In the triathlon world, your bike need not be expensive — just one with two wheels, brakes and a frame that fits your body. Again, find a bike a shop that’s welcoming to newcomers and will work with you to find the best bike in your price range. Those kinds of shops are out there. Really. Often, all you have to do is ask.
3. Get the right gear
When I arrived at one of my first group cycling rides, my first order of business was to tell that evening’s leader that I was new and a bit unsure of riding. He made a positive comment about my gear, saying that I looked like I knew what I was doing. Ah, but anyone can look the part, I thought.
But the right gear isn’t just an exercise in fashion and/or vanity. It’s about comfort which impacts your performance. Ask anyone who wore a new shirt and found that after 20 minutes, the fit wasn’t so great. You don’t need to drop a lot of money but invest in a few pieces of quality gear. If you’re cycling, look for bike shorts (yes, the padding can be obnoxious but you’re rear end and private parts will thank you later for it). If you’re running, look for shorts with a liner.
And women, look for a good quality sports bra. This may end up being a trial and error process and may be the most expensive piece of gear you buy. Trust me, it’s worth the extra money. Good places to start looking are the catalogues/online stores from Title Nine and Athleta.
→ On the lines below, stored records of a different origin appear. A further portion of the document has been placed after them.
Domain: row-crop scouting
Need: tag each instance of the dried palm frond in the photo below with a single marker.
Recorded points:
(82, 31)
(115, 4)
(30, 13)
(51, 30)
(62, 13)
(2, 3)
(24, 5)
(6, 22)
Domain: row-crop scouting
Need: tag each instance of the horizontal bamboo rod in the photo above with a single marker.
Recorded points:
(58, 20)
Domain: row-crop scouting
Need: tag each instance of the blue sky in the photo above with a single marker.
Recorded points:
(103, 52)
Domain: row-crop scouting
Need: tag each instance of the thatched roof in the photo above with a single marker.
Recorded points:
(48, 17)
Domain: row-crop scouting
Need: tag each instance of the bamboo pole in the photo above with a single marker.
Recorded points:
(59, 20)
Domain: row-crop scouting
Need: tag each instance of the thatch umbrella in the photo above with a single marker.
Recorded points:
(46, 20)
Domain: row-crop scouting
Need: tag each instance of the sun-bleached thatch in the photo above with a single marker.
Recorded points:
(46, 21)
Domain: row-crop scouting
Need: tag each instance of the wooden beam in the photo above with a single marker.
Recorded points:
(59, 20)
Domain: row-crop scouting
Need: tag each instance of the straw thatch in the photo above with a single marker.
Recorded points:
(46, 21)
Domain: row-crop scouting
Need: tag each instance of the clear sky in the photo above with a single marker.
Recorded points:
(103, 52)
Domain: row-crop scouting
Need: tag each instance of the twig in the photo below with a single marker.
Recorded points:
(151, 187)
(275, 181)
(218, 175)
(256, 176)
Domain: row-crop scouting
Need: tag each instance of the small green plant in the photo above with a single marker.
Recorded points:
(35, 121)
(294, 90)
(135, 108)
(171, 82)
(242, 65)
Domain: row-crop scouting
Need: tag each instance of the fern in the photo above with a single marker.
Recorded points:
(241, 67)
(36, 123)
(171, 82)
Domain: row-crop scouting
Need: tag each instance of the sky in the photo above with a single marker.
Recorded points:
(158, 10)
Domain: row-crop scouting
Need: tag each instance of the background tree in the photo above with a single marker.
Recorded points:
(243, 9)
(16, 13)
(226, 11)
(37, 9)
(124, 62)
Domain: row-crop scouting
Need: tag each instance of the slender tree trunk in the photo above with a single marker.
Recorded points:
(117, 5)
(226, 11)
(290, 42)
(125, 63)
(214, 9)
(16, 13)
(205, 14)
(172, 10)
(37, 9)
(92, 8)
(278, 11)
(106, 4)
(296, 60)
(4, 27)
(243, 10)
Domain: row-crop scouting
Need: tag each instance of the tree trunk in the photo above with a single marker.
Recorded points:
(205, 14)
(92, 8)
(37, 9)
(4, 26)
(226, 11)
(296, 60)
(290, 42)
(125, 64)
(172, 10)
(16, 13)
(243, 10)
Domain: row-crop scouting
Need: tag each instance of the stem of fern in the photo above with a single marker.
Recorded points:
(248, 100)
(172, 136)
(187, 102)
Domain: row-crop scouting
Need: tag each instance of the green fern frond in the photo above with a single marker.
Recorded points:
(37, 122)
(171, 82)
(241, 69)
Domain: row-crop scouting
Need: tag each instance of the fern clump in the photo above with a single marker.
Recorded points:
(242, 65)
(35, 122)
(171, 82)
4. Invest in Body Glide and a Road ID
When I first started running, I figured the chaffing on my legs was because my thighs were fat. I’ve come to realize that (a) pretty much every women thinks her thighs are fat whether they are or not and (b) chaffing often has little to do with your size and everything to do with fabrics and skin and physics. Any part of your body that has some sort of skin irritation after you run you can hit with Body Glide. And watch the magic happen.
The fact that I’ve had friends who have had their life saved because they were wearing their Road ID is reason enough for me to encourage everyone to wear one. The tags contain whatever personal information you want on it but usually include your name, emergency contact info and any allergies that medical personnel might need to know if, say, you’re unconscious after an accident. We pray we never need it, but the simplicity makes it easy to stay just a tad bit safer on the roads.
5. Don’t forget the fun
Yes, we runners and triathletes often are a sick bunch because we enjoying pushing our physical limits. But the key is, even when it’s hard, it’s fun. Don’t forget to look around when you’re outside, enjoy the beauty of the day and of your surroundings. Laugh at the things which go “wrong” and know that perfection is just a story we tell ourselves. We can make perfection mean anything we want.
Perhaps the biggest lesson I’ve learned about having fun is surrounding myself with people who also have fun. Sure, we might trash-talk each other or push each other a bit in a workout, but mostly, we’re encouraging and supportive.
Your goal is worth your pursuit, whether it’s to finish your first 5K or qualify for Kona. Nobody has a right to judge your intention. And those that try, well, those are the people you quietly walk away from.